Whereas micro-economic under-consumption/ over-production is equivalent to physical exhaustion and starvation; in macro-economic terms this is like the syphoning off of surplus value from the proletariat by the bourgeoisie – what happens when market traders make billions buying and selling the products of third world sweat shops; or EU trade tariffs bleed Africans of their agricultural base.
Therefore, in order to answer Andrew Neal’s question, my suggestion is that Labour’s ‘big plan’ is to minimise the structural inequality that exists in the UK by optimising the balance between energy consumption and material production at every level of the economic system, in all markets – this, they hope, will return the body to health – at both macro and micro-economic levels.

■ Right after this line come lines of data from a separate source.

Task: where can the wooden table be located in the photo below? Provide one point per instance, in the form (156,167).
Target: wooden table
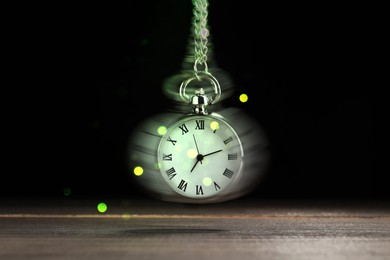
(150,229)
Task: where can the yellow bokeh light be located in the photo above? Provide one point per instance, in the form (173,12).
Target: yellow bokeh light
(243,98)
(138,171)
(161,130)
(102,207)
(214,125)
(207,181)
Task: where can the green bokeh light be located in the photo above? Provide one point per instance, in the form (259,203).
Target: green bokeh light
(66,191)
(161,130)
(102,207)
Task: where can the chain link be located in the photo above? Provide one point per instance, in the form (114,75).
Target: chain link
(201,32)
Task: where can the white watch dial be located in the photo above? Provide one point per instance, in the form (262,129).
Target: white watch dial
(200,156)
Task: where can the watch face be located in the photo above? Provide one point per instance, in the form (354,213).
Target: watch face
(200,156)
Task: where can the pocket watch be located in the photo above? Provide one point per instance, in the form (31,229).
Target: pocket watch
(199,157)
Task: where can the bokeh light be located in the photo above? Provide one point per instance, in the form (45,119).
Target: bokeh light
(161,130)
(66,191)
(138,171)
(243,98)
(102,207)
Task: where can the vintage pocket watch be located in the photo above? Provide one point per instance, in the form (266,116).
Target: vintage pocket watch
(198,154)
(201,155)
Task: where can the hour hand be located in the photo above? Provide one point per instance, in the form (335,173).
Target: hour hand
(197,150)
(212,153)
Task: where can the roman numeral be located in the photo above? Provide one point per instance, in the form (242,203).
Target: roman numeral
(199,190)
(216,186)
(228,173)
(184,129)
(232,156)
(171,140)
(199,125)
(167,157)
(228,140)
(182,185)
(171,173)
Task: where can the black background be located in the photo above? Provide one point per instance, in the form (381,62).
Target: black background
(79,77)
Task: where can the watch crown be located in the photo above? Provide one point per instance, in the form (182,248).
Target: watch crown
(200,101)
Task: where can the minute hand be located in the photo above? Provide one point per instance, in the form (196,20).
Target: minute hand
(212,153)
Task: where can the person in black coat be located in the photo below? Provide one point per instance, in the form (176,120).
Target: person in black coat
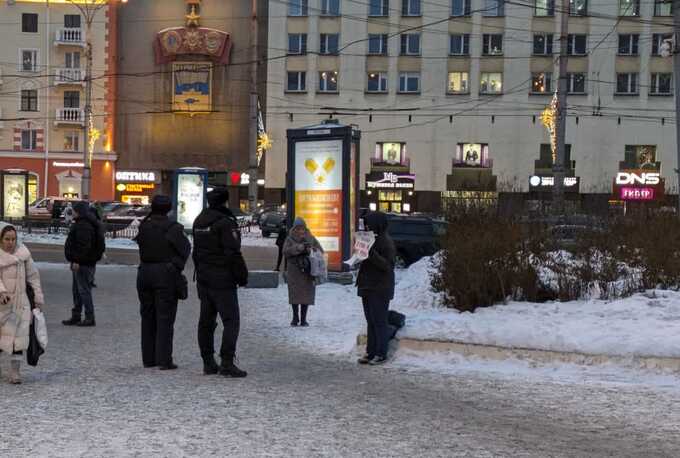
(163,252)
(81,252)
(375,283)
(220,269)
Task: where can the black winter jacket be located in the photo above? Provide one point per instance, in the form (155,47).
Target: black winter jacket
(217,243)
(376,274)
(80,243)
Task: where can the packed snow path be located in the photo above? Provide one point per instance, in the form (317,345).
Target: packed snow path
(90,396)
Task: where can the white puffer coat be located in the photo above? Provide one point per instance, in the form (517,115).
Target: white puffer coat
(15,317)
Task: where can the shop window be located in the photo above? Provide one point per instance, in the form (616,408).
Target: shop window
(377,44)
(660,84)
(544,8)
(297,43)
(459,44)
(492,44)
(328,81)
(460,7)
(543,44)
(640,157)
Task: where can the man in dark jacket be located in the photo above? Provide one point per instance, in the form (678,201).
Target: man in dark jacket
(81,251)
(219,272)
(163,252)
(375,283)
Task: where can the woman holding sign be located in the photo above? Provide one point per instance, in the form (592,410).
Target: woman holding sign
(301,286)
(375,284)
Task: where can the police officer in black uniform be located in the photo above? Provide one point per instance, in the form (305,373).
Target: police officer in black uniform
(163,251)
(220,269)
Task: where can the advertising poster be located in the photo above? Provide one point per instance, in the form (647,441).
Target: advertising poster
(15,196)
(318,194)
(189,198)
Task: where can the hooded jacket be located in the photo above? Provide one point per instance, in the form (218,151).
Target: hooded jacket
(376,273)
(217,243)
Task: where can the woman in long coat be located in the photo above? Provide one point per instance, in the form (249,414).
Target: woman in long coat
(16,270)
(301,286)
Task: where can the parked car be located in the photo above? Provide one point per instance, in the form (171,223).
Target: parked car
(270,222)
(415,237)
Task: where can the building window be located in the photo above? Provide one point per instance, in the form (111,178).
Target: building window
(29,139)
(543,44)
(328,81)
(629,7)
(297,43)
(544,8)
(576,83)
(379,8)
(29,23)
(541,83)
(410,44)
(657,42)
(296,82)
(330,7)
(492,44)
(491,83)
(626,83)
(458,83)
(297,8)
(660,84)
(628,44)
(410,8)
(377,82)
(459,44)
(409,82)
(377,44)
(578,7)
(72,141)
(663,7)
(328,43)
(576,44)
(460,7)
(493,8)
(29,60)
(29,100)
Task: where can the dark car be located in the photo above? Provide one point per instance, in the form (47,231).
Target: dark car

What should make this theory really attractive to socialists is that it tends to suggest that the ‘real’ value of a product is equivalent to the amount of energy that has been expended on its production and maintenance; energy expended through mental, physical or emotional labour creates value regardless of its exchange value – or so you would think.
This is very different to the Tory belief that a commodity’s value is only what someone is willing to pay for it on the stock market. We know traders only trade in things that have no real value, or rather whose value is endlessly interpretable by the markets (including themselves); that’s what gives them their lucrative volatility and exploitable risks.
So it makes sense that the financial services industries do not add anything to a nation’s productivity – it simply syphons off productive capital in rent; only the investment of energy in material products, e.g. the manufacturing and health industries, can add something to a nation’s productivity and health.